Multiscale Associations between Cavity-Nesting Birds and Features of Wyoming Streamside Woodlands

Abstract
From 1982 through 1984, we studied riparian habitat use by cavity-nesting birds on three spatial scales: (1) nest trees, (2) nest sites (vegetation surrounding nest trees), and (3) disjunct fragments (0.1 to 32.3 ha) of floodplain forest. Nest cavities and nest trees differed substantially among bird species in terms of tree diameter at breast and nest height, nest height, nest-entrance diameter, whether the nest was in a limb or bole, and whether the nest entrance pointed above horizontal, horizontally, or below horizontal.
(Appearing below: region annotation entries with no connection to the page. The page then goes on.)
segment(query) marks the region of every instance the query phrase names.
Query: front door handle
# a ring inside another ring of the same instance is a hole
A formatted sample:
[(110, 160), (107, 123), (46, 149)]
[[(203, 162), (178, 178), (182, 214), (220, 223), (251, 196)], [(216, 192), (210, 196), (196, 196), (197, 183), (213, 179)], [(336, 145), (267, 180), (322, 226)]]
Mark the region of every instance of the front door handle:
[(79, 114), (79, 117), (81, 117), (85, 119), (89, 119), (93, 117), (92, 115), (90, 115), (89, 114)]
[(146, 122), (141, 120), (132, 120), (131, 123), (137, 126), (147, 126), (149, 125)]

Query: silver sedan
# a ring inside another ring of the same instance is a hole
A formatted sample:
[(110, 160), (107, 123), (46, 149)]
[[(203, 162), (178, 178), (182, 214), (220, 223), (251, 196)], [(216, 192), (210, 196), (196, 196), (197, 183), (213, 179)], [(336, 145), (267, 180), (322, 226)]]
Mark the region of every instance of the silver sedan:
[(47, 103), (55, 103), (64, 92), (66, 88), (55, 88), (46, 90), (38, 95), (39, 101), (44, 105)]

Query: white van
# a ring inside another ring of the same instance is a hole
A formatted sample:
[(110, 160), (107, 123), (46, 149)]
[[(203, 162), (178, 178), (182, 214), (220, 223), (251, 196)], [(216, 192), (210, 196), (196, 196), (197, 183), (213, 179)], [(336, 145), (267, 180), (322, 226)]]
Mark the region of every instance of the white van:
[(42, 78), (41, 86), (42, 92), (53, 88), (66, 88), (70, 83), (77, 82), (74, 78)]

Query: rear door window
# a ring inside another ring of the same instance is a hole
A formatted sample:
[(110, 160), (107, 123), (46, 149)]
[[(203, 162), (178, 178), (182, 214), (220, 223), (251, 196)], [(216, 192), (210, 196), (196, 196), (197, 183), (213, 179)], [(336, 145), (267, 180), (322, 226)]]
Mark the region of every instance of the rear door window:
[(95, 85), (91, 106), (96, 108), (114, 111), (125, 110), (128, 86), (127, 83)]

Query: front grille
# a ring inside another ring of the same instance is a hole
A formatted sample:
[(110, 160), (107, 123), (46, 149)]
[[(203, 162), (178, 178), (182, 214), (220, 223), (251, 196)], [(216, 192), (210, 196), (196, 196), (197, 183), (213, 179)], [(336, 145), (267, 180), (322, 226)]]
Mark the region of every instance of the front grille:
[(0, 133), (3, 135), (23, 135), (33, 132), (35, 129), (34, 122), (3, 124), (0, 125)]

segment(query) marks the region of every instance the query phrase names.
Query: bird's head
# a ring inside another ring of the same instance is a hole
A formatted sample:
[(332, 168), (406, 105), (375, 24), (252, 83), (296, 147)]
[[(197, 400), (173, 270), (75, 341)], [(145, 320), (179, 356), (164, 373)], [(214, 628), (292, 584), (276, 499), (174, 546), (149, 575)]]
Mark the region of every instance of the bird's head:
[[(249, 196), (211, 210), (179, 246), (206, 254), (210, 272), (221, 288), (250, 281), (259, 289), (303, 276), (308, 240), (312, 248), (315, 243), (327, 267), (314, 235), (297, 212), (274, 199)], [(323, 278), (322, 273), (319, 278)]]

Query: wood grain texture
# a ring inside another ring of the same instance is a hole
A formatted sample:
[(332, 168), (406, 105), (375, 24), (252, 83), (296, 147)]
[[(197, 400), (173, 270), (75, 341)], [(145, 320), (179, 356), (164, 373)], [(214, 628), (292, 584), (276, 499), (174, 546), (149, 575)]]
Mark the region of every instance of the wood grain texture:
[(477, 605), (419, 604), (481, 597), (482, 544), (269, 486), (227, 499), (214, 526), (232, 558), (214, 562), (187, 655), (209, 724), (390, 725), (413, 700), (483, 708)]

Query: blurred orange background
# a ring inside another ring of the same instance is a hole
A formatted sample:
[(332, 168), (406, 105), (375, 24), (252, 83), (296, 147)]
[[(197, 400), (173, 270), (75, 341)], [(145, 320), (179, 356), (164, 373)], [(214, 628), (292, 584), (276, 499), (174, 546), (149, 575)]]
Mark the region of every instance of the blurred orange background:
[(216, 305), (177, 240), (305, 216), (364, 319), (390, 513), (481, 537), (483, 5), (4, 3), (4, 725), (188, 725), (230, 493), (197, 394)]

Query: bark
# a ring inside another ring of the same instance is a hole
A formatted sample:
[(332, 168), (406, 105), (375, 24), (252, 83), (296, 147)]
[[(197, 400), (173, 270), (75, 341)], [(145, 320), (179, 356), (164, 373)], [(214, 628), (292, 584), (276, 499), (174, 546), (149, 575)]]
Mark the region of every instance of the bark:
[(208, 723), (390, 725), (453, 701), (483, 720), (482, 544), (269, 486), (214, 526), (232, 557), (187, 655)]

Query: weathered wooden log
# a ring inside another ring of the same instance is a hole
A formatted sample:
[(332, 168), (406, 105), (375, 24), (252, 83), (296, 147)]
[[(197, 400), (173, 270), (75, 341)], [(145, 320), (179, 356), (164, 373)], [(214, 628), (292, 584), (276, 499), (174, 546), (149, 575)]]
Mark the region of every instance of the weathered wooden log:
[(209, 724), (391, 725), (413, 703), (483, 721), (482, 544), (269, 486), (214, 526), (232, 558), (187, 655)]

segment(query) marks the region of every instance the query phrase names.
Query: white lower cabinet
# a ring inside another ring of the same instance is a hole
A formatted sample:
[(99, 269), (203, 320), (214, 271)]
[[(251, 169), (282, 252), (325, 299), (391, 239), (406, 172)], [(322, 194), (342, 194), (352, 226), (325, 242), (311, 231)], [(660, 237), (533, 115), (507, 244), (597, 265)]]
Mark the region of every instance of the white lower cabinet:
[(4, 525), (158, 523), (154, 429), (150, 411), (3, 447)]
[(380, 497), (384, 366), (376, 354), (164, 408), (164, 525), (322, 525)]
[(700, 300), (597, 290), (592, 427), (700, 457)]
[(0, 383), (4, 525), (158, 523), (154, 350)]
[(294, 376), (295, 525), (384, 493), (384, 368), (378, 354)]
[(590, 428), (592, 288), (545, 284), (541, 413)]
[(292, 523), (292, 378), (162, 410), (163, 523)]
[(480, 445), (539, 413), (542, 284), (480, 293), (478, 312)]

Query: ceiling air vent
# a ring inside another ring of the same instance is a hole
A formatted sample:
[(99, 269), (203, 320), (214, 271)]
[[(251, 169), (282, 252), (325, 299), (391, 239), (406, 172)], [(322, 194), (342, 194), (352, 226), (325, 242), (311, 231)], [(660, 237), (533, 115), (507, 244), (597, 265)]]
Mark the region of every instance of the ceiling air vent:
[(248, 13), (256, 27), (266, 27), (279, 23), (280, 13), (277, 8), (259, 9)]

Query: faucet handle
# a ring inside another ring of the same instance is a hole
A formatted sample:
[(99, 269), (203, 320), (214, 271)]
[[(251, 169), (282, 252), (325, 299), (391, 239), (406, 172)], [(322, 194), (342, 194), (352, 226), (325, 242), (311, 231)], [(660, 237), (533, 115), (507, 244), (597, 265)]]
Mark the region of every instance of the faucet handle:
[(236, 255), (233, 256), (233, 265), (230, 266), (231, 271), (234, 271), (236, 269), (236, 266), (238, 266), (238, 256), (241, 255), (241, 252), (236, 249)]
Nest trees also differed significantly form randomly selected trees with respect to tree species and whether they were snags or nonsnag trees. Nest-entrance bearing did not differ significanlty among species or from random. Distances between nest trees and the nearest section of stream differed significantly among some species. Habitats at species'' nest sites and at randomly selected sites were indistinguishable in terms of shrub cover, tree density, snag desnity, vertical space between upper and lower canopies, distance to edge, and distance to opening. The size, shape, degree of isolation, and vegetative structure of habitat fragments significantly influenced species richness and abundance. Features of Wyoming streamside woodlands on all three spatial scales influence habitat use and are important in structuring communities of cavity-nesting birds. Some patterns of habitat use on the scales of nest trees and habitat fragments were not predictable from habitat associations observed elsewhere for the same species. Bird-habitat relations on one scale were (or were not) predictable from relations on other scales, depending on the species.